Building a Second Marriage Estate Plan That Works
At Bordeaux Legacy Law, we understand second marriages because we live them. We help couples navigate these complex dynamics with:
- Clear analysis of separate vs. community property
- Trust structures that balance spouse and children's needs
- Coordination between each spouse's plan
- Regular reviews as your family evolves
Frequently Asked Questions
Do we need a prenuptial agreement if we're doing estate planning?
They serve different purposes. A prenuptial agreement addresses property division if you divorce. Estate planning addresses what happens if you die. Many second-marriage couples benefit from both, and they should be coordinated to avoid conflicts.
Can my new spouse change my estate plan after I die?
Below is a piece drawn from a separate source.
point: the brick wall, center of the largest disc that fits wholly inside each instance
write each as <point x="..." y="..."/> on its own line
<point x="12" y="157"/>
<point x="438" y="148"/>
If you leave assets outright to your spouse, they have complete control and can do whatever they want—including changing their own plan to exclude your children. A trust with clear terms and independent trustee protection prevents this.
What if my children don't get along with my new spouse?
This is common and makes trustee selection even more important. Consider an independent professional trustee who has no loyalty to either side. Also ensure your trust has clear terms that limit discretion and potential for conflict.
Should we have separate or joint estate plans?
Many second-marriage couples benefit from separate trusts for separate property, with coordination on shared assets. This allows each spouse to provide for their own children while still planning together for community property.